Memory problems on routers is nothing new. It is generally less of a problem in current day, but is still seen from time to time.
BGP is capable of handling large amount of routes and in comparison to other routing protocols, BGP can be a big memory hog. BGP peering devices, especially full internet peering devices, require larger amounts of memory to store all the BGP routes. Thus it’s not uncommon to see a BGP router run out of memory when a certain route count limit is exceeded.
A router running out of memory, commonly called Low Memory, is always a bad thing. The result of low memory problems may vary from the router crashing, to routing processes being shut down or if you lucky enough erratic behavior causing route flaps and instability in your network. None which is desired.

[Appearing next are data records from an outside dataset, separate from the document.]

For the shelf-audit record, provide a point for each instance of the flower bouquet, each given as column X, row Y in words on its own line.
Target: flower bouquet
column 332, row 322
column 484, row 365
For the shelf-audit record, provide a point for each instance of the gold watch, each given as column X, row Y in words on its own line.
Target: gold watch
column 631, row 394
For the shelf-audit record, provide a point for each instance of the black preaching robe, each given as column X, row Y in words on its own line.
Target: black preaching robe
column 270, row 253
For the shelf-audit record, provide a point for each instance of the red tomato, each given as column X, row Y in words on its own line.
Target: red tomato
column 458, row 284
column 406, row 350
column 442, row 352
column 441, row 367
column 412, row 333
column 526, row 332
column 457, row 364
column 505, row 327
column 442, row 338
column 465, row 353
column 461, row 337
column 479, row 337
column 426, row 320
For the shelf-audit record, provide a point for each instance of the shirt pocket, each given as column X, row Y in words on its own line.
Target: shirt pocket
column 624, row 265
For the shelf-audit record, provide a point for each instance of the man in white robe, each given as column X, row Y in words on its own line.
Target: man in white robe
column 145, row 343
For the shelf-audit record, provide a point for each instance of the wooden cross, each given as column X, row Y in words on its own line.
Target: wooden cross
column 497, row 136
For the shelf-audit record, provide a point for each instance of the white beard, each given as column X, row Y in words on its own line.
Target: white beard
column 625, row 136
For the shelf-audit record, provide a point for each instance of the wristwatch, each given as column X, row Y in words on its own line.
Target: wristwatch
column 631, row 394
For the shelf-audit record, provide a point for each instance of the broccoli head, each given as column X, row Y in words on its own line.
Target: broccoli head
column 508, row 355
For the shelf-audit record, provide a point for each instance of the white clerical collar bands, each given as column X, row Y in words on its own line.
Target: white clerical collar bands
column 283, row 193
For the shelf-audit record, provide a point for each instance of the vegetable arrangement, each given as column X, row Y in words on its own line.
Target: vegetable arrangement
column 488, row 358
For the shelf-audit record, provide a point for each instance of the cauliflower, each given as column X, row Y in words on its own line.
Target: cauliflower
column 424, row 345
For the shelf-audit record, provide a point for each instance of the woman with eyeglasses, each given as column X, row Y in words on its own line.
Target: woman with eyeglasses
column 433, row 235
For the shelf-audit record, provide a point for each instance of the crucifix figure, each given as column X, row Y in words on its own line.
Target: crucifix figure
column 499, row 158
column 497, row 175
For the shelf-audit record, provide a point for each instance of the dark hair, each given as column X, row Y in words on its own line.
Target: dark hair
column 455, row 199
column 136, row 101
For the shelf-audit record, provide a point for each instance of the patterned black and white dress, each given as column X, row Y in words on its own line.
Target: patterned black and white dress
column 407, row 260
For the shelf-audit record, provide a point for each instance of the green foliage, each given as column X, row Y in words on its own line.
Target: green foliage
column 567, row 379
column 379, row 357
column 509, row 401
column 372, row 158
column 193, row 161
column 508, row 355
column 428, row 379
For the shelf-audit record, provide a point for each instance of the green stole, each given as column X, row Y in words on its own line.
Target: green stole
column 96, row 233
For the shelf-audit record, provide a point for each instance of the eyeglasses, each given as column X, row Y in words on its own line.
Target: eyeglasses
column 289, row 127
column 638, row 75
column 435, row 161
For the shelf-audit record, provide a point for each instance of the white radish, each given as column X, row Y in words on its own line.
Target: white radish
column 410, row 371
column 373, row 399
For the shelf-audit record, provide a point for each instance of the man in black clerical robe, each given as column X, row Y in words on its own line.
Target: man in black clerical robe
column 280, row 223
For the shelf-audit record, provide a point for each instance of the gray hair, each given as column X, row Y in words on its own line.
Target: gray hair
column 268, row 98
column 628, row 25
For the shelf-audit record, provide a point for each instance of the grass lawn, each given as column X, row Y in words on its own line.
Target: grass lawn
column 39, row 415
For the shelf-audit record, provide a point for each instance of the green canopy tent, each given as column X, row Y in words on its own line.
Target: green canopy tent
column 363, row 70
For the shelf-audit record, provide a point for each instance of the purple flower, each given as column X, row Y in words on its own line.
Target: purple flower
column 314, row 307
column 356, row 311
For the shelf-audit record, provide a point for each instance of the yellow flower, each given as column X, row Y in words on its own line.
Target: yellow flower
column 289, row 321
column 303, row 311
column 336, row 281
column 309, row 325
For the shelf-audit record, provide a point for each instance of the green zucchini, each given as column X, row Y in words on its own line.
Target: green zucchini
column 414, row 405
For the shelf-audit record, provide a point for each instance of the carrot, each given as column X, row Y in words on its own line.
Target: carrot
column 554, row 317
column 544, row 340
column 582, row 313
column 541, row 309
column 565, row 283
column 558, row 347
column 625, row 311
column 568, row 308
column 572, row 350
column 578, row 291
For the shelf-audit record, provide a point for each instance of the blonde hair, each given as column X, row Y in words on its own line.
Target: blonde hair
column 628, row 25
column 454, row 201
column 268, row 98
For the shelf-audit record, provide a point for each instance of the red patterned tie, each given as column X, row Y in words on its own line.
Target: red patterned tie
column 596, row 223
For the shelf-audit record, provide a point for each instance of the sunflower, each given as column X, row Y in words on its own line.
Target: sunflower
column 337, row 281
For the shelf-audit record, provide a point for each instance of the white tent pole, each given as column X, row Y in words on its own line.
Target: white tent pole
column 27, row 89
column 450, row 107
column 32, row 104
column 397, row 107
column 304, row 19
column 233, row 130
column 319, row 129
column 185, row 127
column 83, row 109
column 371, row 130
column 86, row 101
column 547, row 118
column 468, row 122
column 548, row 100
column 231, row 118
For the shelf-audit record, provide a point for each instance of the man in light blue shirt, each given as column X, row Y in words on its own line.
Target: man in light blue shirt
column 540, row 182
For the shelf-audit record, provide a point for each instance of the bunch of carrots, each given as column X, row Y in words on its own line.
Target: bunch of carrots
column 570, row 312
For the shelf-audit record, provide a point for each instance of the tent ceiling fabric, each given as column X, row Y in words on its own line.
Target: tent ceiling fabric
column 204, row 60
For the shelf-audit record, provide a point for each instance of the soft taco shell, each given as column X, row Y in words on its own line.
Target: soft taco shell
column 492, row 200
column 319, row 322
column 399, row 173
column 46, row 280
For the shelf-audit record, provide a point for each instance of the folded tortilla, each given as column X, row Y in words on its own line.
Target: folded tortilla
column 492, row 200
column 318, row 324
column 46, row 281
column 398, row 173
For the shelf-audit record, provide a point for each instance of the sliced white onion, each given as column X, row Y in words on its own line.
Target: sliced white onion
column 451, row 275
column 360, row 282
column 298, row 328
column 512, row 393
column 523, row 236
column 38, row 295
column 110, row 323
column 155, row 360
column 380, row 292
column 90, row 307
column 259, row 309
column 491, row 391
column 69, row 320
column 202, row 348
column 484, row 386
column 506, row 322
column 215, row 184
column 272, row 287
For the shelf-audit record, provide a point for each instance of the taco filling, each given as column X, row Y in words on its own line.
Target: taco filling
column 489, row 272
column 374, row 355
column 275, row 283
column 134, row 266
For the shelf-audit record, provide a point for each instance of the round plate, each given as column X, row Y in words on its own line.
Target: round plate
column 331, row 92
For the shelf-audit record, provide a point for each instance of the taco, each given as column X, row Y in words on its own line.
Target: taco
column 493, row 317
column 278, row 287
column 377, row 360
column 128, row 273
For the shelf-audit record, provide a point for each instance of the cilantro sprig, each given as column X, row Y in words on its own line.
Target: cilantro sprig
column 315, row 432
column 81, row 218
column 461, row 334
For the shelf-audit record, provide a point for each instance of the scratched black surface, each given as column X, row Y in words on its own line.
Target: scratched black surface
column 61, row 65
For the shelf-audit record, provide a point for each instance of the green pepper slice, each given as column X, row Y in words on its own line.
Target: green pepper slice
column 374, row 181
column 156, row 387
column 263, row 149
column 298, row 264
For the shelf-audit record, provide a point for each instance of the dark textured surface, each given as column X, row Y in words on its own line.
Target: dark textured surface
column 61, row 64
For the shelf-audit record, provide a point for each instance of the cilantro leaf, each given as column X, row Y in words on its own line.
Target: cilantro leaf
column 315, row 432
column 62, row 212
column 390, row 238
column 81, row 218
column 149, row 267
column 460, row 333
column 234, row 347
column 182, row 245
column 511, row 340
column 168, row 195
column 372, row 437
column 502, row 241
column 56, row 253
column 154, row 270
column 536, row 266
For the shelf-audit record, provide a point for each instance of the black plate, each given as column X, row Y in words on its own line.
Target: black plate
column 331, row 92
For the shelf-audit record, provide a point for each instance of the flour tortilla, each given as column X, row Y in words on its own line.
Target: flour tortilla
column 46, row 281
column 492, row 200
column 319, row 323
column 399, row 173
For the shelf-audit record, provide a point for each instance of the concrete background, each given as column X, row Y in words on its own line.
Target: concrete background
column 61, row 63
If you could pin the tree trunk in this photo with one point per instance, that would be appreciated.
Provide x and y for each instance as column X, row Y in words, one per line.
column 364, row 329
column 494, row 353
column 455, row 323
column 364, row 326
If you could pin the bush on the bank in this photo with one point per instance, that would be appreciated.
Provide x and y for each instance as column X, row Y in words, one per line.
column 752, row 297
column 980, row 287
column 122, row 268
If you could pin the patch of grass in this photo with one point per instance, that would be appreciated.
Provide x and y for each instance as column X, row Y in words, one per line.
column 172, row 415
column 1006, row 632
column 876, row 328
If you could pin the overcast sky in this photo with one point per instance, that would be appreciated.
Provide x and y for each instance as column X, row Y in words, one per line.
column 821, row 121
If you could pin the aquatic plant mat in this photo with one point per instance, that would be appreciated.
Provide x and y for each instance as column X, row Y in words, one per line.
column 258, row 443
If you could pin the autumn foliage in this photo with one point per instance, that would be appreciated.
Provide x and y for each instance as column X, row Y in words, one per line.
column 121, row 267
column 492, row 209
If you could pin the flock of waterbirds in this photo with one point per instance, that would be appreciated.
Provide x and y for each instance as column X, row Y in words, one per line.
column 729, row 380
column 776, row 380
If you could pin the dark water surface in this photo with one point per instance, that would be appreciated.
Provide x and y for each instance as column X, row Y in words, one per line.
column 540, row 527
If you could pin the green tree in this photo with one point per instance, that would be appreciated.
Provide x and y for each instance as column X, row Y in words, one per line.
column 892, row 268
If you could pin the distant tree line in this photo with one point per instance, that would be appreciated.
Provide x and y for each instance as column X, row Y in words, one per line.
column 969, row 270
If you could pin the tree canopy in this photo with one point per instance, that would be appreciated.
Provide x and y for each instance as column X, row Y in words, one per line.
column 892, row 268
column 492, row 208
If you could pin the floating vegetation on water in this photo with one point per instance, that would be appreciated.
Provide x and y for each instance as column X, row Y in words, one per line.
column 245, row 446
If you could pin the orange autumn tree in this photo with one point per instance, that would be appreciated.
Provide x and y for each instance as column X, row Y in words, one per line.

Low memory can be caused by any of the following:
- Partial physical memory failure.
- Software memory bugs.
- Applications not releasing used memory chunks.
- Incorrect configuration.
- Insufficient memory allocation to a Nexus VDC.
I discovered this neat little feature last week on the Cisco Nexus 7000. The feature is surprisingly called Low Memory Handling. Instead of allowing unpredictable behavior, like a process crashing and potentially losing all BGP sessions, the Nexus 7000 introduces some intelligence into the handling of low memory problems.
.
How does it work?
By default, BGP on a Nexus will react in the following way to low memory conditions:
- Minor alert (85%) – BGP will not establish any new eBGP sessions, but will continue to establish new iBGP sessions and confederate sessions. Established sessions will remain up, but reset sessions will not be re-established.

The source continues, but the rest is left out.